MQTT client with Python (paho-mqtt) in IOT Protocols - Time & Space Complexity
We want to understand how the time needed to run an MQTT client changes as it processes more messages.
Specifically, how does handling incoming messages affect the work done over time?
Analyze the time complexity of the following code snippet.
import paho.mqtt.client as mqtt
def on_message(client, userdata, msg):
print(f"Received message: {msg.payload.decode()}")
client = mqtt.Client()
client.on_message = on_message
client.connect("broker.hivemq.com", 1883, 60)
client.subscribe("home/temperature")
client.loop_forever()
This code connects to an MQTT broker, subscribes to a topic, and prints each message received.
Identify the loops, recursion, array traversals that repeat.
- Primary operation: The client waits and processes each incoming message one by one in a loop.
- How many times: Once for each message received on the subscribed topic.
As the number of messages increases, the client runs the message handler more times.
| Input Size (n) | Approx. Operations |
|---|---|
| 10 | 10 message prints |
| 100 | 100 message prints |
| 1000 | 1000 message prints |
Pattern observation: The work grows directly with the number of messages received.
Time Complexity: O(n)
This means the time to process messages grows linearly with how many messages arrive.

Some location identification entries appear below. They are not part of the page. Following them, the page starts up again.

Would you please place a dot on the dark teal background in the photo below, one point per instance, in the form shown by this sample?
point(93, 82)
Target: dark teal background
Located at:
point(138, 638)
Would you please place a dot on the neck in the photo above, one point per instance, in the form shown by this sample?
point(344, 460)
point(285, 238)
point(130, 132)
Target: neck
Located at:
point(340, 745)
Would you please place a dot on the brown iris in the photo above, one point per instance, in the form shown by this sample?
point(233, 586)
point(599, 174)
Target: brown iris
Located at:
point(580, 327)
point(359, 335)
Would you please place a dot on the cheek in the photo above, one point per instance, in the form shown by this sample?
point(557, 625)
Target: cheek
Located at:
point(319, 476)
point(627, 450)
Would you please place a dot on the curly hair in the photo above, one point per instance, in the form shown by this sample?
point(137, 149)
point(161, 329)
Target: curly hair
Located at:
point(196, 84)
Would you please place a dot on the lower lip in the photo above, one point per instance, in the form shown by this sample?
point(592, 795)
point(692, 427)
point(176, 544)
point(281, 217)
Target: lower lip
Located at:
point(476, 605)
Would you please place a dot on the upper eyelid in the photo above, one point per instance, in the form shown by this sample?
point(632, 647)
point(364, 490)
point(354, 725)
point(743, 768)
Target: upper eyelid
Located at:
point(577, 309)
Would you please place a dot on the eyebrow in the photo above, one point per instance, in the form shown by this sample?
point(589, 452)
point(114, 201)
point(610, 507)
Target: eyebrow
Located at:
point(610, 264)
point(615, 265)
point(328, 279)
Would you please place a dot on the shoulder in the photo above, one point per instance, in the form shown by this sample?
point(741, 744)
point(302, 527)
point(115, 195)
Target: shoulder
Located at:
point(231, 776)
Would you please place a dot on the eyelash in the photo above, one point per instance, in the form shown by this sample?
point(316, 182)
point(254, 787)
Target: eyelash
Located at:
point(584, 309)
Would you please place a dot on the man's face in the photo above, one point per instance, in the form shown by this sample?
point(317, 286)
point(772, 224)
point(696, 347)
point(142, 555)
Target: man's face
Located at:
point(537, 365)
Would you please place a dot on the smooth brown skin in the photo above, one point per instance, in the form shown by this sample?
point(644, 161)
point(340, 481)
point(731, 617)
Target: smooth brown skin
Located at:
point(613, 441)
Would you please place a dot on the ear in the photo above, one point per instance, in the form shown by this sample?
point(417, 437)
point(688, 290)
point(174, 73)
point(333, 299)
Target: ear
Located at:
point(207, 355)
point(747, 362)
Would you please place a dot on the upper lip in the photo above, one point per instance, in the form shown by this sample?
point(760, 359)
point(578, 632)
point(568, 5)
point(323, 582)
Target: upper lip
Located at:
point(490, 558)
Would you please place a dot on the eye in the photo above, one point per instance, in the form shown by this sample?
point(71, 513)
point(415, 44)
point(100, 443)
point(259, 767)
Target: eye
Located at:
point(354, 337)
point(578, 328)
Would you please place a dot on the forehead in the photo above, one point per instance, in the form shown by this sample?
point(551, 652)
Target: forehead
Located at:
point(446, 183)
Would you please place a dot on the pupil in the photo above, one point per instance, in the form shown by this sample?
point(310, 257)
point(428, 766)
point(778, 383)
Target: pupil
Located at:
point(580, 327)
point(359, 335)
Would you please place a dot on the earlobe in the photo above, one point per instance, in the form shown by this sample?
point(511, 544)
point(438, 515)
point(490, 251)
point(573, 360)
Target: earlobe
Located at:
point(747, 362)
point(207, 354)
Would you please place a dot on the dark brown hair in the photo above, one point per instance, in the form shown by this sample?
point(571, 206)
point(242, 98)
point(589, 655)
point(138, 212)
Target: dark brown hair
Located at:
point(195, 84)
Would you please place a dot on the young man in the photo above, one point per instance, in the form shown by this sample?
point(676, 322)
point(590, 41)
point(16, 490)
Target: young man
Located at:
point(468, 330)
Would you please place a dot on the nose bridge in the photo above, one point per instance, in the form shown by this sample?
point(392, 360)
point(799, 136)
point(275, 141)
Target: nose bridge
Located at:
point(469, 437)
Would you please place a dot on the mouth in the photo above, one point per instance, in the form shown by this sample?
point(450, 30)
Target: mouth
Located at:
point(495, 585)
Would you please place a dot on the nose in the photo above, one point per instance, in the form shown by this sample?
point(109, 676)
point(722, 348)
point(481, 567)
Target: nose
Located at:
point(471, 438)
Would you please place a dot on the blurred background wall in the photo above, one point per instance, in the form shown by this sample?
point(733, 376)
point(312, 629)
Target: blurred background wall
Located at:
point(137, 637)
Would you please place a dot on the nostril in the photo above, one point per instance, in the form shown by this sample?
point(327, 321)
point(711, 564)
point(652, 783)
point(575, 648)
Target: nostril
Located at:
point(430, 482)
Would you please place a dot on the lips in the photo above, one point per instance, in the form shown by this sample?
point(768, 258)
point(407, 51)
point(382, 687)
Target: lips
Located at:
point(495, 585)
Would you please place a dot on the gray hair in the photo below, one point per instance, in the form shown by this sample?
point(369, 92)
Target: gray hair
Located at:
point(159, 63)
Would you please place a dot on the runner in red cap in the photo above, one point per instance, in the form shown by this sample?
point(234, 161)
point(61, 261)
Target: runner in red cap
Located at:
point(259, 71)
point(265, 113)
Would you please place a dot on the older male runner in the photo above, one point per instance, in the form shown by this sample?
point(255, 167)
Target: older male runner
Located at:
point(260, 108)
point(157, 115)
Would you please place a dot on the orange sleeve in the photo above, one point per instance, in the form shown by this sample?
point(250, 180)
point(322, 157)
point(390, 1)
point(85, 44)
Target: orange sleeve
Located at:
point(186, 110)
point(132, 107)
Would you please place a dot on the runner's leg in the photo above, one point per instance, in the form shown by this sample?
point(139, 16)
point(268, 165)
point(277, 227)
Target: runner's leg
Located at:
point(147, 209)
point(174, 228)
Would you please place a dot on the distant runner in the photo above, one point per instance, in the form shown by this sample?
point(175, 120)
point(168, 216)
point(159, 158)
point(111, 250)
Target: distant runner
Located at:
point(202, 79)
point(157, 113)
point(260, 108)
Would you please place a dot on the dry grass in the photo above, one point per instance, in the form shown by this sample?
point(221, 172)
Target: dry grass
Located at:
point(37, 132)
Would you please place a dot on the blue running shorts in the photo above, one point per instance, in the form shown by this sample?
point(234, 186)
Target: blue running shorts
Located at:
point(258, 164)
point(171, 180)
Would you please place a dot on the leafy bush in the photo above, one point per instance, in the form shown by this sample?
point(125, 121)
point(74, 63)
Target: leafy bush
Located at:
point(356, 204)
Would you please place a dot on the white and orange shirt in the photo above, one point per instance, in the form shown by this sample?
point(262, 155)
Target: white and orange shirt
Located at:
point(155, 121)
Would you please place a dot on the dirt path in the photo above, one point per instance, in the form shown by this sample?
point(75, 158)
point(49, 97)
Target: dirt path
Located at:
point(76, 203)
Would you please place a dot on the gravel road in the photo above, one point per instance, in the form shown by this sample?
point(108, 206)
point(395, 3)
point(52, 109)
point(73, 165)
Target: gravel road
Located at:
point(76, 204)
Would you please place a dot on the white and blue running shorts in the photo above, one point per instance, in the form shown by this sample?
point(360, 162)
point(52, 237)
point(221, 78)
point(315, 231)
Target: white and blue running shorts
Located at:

[X] Wrong: "The client processes all messages instantly regardless of how many arrive."
[OK] Correct: Each message triggers the handler separately, so more messages mean more work and more time.
Understanding how message handling scales helps you design efficient IoT systems and shows you can think about real-world workloads clearly.
"What if the message handler also stored messages in a growing list? How would that affect the time complexity?"